Varlığıyla dünyamı kamaştıran şairim! Sözünün hikmeti silinmez. Her gözü değenin, inceliğine vurulduğu şiirin, “yalana yaslanmış bir çeşit erk kurulmadan önce”de, sonra da hep tedavülde

İnceden ince

DENİZ DOĞAN

El sürülmemiş güne karşı durdum.

Uyandım bir sabah gibi değil, öyle değil
Nasıl yürür özsu dal uçlarına
Ve gün ışığı sislerden düşsel ovalara

Deniz uyanmamıştı daha, uzaklarda bir kuş sürüsü, yaz bitiği günde düşmüş göç yoluna. Sakarmekeler, küçük ayaklarıyla [V]eda çiziyor uyur denizin yüzüne. Şu, yekbaşına balıkçıl -beton yığını olacak reklam panolarında sırıtan albenisiz beyazlığıyla- kalakalmış. Şu, sığ suya sığmaz pelikan -çarpa çarpa binalara- gömmüş başını suya. Her şey, senin soluğun olmazken de, örüyor bir başına şiirini. Sevinirdin kuşkusuz buna.

Beni sorarsan,
Kış işte
Kalbin elem günleri geldi
Dünya evlere çekildi, içlere

Ansızın çekilmişse kuyulardan sular, ne vakit gücenip bir dizeye dayansam, birbirini dendenleyen zamandan şiirine aksam, yaşadığını görür, gönenirdim. Bir sitemsiz gidişti, hiç duymadım sesini, tanışamadım. Ama oradaydın bilirdim.

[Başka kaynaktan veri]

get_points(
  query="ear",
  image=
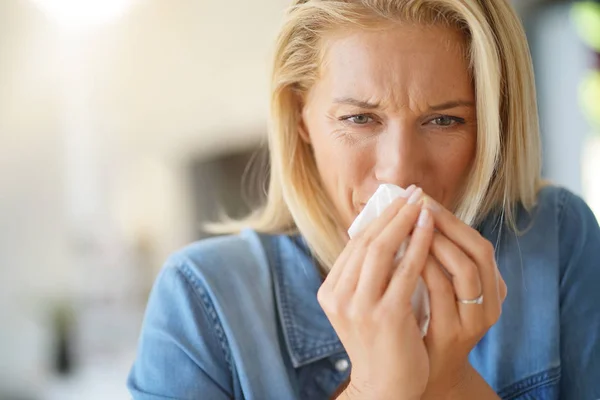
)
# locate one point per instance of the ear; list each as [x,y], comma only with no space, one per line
[302,130]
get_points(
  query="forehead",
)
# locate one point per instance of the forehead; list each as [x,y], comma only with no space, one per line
[400,65]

İstermişim oysa “sana büyük caddelerin birinde rastlasam
elimi uzatsam tutsam götürsem

Anlatır mıydın kadifeye sarıp öfkeni, sezdirmeli incinmişliğini, yumruk gibi bilincini. ‘Kadın’ değil de niye ‘bayan’ dendiğini, hoşgörünün niye üst perdeden tınladığını? Niye içerilerde hep “aile yerimiz bulunur?” Bir koza dönecekken kelebeğe, niye keserler ipliğini?
Niye, niye diye her has şair gittiğinde bir küsme gelir içime oturur? Kuş ölüleri avuçlarımda, demir külçe ayaklarımda. Sitem etsem kime? İlle öfkelensem neye?
Muktedirin o belagatli görünen lugatine, her kelimenin ardında sırıtan tıynete, yüklendiği zorlama mananın gerisinde bağır bağıran art niyete, nerden baksan dibine kadar hamasete...

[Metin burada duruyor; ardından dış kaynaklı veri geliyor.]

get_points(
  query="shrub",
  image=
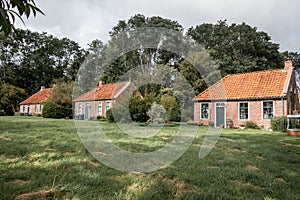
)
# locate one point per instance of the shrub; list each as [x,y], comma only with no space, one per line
[279,123]
[109,116]
[157,113]
[53,110]
[251,124]
[101,118]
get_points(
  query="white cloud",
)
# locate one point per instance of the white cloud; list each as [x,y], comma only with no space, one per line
[84,21]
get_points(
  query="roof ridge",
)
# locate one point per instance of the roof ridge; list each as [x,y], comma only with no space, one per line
[259,71]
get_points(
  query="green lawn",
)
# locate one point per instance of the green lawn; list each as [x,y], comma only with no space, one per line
[44,159]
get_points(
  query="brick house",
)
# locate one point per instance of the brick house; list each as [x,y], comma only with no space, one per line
[34,104]
[98,100]
[255,96]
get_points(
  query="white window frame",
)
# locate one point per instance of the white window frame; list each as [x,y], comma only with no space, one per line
[239,114]
[262,110]
[100,108]
[207,110]
[79,109]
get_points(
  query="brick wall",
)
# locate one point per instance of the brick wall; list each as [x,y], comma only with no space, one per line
[31,109]
[93,107]
[255,112]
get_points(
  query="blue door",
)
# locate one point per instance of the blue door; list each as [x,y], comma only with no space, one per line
[87,111]
[220,114]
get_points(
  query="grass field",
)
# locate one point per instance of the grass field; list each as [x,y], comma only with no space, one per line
[44,159]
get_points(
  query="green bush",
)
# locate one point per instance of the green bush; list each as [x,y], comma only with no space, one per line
[279,123]
[109,116]
[252,125]
[54,110]
[101,118]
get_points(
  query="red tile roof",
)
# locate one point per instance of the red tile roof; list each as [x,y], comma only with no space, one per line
[106,91]
[39,97]
[253,85]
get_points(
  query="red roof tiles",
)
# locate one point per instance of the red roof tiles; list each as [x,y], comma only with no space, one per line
[39,97]
[253,85]
[106,91]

Sonra, durulur mırıldanırım: Nasıl ve nerden, bilmeyeceksin/ Bir bekleyiş bir unutuş
bir efkar/ Sonra yeniden yeniden/ Yeni baştan kızaracak elmalar

Varlığıyla dünyamı kamaştıran şairim! Sözünün hikmeti silinmez. Her gözü değenin, inceliğine vurulduğu şiirin, “yalana yaslanmış bir çeşit erk kurulmadan önce”de, sonra da hep tedavülde. Vuracak yüzüne yüzüne; fincancı katırları ürküverse, bir telaştır alacak siyaset erbabını. Haşmetinin yerle bir olacağından ölesiye korkacaklar.

O sebepten kırık cam önünde sulanırken sardunyalar, sokakta kan pıhtılaşır gibi toplaşırken insanlar, mapusta gün birikirken ilmek ilmek, bir evin tüm odaları dahil, kadınlık hallerine hemhal olursa erkek,

Bir yenilmişliğin kıyısında deği l asla, çocuğun, kadının, erkeğin, erk’in, cümle tabiatın ortasında; söylenecek şiirin bir avazda:

bağışladığın özgürlüğe/yeğdir biçtiğin zından/sonsuz güzelleşecek dünya/biz kurduğumuz zaman.